GDPR: Delete user data from buckets (along pipeline)

Hi,

we are currently facing the following issue. We want to enable personalized tracking in our project that means that we will store a userId in our tracking data, of course, only if that user has given us explicit consent to do so. In order to be GDPR compliant we need to guarantee the following two things:

  1. takeout (The user can get the data we have collected about him or her.
  2. deletion (Delete all the data that is associated with this specific userId)

to 1.) This should be straight-forward in Redshift.
to 2.) This should also be straight-forward in Redshift (see. GDPR: Deleting customer data from Redshift [tutorial]) However, we are storing this userId in the raw data along the pipeline and deleting data from Redshift does not seem to be enough because the user data could be easily restored from the raw data.

Before the data is loaded into Redshift it passes the following buckets:
loader-target-bucket → enriched-bucket → shredded-bucket
(The first is the target bucket for the s3 loader, the last two are used in the shredding process).
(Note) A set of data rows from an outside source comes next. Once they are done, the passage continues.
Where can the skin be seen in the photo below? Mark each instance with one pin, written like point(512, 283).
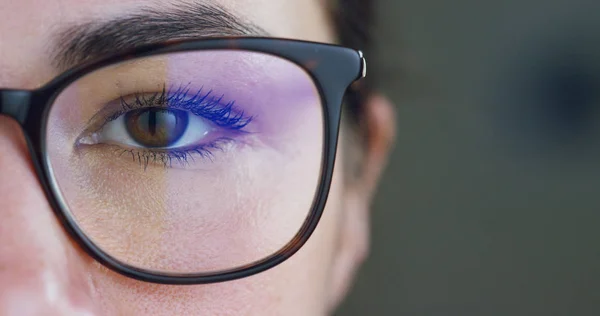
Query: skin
point(42, 271)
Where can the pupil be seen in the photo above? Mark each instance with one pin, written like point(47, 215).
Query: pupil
point(156, 127)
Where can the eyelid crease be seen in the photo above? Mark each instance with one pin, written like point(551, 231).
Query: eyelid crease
point(199, 103)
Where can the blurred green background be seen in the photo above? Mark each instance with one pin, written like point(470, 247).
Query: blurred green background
point(491, 205)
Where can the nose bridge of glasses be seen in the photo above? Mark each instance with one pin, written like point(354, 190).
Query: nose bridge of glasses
point(15, 104)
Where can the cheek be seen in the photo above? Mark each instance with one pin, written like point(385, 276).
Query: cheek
point(298, 287)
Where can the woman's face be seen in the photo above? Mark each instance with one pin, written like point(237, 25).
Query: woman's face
point(271, 168)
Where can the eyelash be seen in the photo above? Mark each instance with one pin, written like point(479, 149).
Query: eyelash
point(197, 103)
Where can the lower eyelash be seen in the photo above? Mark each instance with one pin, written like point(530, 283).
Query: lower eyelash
point(180, 156)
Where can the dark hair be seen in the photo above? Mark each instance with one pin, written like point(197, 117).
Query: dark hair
point(353, 23)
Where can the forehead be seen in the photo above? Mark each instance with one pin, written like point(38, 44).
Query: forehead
point(28, 28)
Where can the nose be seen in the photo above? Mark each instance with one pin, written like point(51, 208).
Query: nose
point(41, 271)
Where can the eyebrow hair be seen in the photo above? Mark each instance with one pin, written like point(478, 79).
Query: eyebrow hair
point(80, 43)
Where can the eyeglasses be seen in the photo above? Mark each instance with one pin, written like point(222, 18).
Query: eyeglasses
point(191, 162)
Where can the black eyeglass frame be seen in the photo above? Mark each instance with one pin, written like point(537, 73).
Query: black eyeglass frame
point(332, 68)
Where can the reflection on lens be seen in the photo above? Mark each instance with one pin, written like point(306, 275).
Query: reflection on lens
point(192, 162)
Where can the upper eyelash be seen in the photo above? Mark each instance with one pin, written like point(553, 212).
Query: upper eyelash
point(201, 104)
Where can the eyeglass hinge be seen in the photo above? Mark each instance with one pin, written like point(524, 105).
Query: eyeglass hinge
point(363, 64)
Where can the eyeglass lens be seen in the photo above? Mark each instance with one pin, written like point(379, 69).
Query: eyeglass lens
point(192, 162)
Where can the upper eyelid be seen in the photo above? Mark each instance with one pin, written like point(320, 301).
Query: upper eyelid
point(212, 108)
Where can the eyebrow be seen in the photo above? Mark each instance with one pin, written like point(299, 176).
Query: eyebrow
point(80, 43)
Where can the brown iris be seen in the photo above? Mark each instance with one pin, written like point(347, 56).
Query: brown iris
point(156, 127)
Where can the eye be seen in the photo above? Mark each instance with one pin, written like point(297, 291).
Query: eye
point(157, 128)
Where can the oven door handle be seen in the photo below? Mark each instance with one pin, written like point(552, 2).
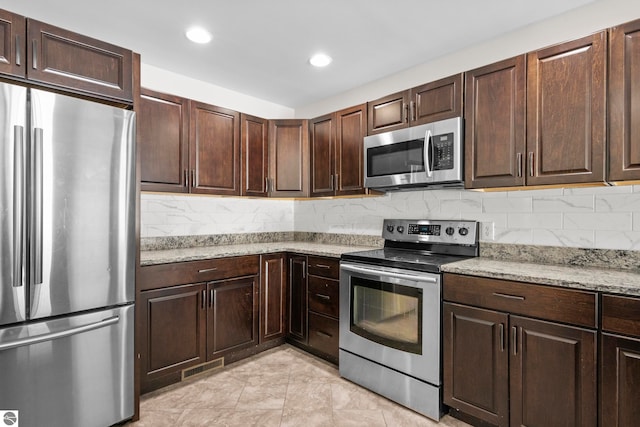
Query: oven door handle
point(389, 274)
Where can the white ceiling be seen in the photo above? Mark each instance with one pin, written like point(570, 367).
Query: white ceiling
point(261, 47)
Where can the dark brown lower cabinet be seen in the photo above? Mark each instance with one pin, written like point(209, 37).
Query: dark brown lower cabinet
point(232, 316)
point(511, 370)
point(173, 335)
point(620, 381)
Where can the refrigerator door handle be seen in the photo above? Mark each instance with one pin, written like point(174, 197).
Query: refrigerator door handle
point(18, 205)
point(57, 335)
point(37, 208)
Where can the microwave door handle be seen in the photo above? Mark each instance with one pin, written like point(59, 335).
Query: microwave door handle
point(428, 149)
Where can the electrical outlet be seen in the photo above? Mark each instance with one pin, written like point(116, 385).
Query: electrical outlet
point(487, 231)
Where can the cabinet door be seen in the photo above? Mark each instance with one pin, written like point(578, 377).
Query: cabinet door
point(552, 374)
point(77, 62)
point(351, 128)
point(566, 107)
point(475, 360)
point(624, 102)
point(620, 381)
point(437, 100)
point(214, 149)
point(322, 135)
point(173, 322)
point(297, 298)
point(254, 137)
point(495, 124)
point(232, 317)
point(162, 124)
point(273, 296)
point(13, 43)
point(288, 158)
point(388, 113)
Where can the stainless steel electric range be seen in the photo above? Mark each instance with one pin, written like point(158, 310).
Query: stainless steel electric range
point(390, 310)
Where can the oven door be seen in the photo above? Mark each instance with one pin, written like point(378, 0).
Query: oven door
point(392, 317)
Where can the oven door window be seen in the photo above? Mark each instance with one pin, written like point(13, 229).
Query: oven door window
point(394, 159)
point(388, 314)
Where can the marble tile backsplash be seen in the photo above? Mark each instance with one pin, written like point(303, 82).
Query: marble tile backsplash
point(589, 217)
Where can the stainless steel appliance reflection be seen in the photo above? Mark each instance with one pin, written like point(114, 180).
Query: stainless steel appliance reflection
point(67, 206)
point(390, 310)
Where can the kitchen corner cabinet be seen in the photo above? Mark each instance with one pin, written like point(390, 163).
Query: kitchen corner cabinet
point(13, 31)
point(297, 299)
point(163, 137)
point(495, 115)
point(519, 354)
point(194, 312)
point(620, 361)
point(214, 149)
point(624, 96)
point(273, 296)
point(336, 152)
point(254, 142)
point(438, 100)
point(288, 158)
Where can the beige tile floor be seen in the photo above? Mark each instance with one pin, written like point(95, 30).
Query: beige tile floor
point(280, 387)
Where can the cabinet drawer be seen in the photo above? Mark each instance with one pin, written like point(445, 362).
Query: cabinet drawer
point(621, 314)
point(325, 267)
point(323, 296)
point(162, 275)
point(545, 302)
point(323, 334)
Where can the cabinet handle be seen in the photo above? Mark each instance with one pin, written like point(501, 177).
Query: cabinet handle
point(34, 57)
point(324, 334)
point(498, 294)
point(519, 161)
point(531, 163)
point(18, 51)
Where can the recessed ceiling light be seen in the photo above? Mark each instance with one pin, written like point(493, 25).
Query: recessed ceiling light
point(320, 60)
point(198, 35)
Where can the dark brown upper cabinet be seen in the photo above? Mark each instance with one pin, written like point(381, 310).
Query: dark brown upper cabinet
point(70, 60)
point(336, 147)
point(427, 103)
point(13, 45)
point(495, 115)
point(624, 102)
point(163, 138)
point(566, 107)
point(254, 137)
point(214, 149)
point(288, 158)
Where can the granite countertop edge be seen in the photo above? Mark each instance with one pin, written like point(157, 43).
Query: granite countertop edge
point(625, 282)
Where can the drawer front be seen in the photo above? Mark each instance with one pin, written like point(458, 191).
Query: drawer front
point(178, 273)
point(323, 334)
point(324, 296)
point(621, 314)
point(544, 302)
point(325, 267)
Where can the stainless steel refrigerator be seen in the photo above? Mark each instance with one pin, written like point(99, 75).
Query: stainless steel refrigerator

Currently we want to keep the enriched-bucket as a single point of truth regarding our raw data. Data from the other buckets (loader and shredded) could easily be removed anyway.

Is there an efficient way to crawl through that bucket and delete files based on a userId? Over time with a rapidly increasing amount of data this will become a terribly time-consuming and inefficient procedure. Is someone else facing a similar issue?

Hi @mgloel,

So it wouldn’t be a matter of deleting individual files, rather deleting individual rows within files. This is indeed a fairly expensive process from an efficiency standpoint - unfortunately that constraint isn’t really avoidable. In my own opinion the best way to work with that limitation is to attempt to limit how often the job needs to be run insofar as you can tolerate within the law/your policy. (I am quite unfamiliar with the specifics of the laws/regulations here and obviously can’t make any specific recommendations - however I assume there’s some tolerance for performing this task in a way that is practicable).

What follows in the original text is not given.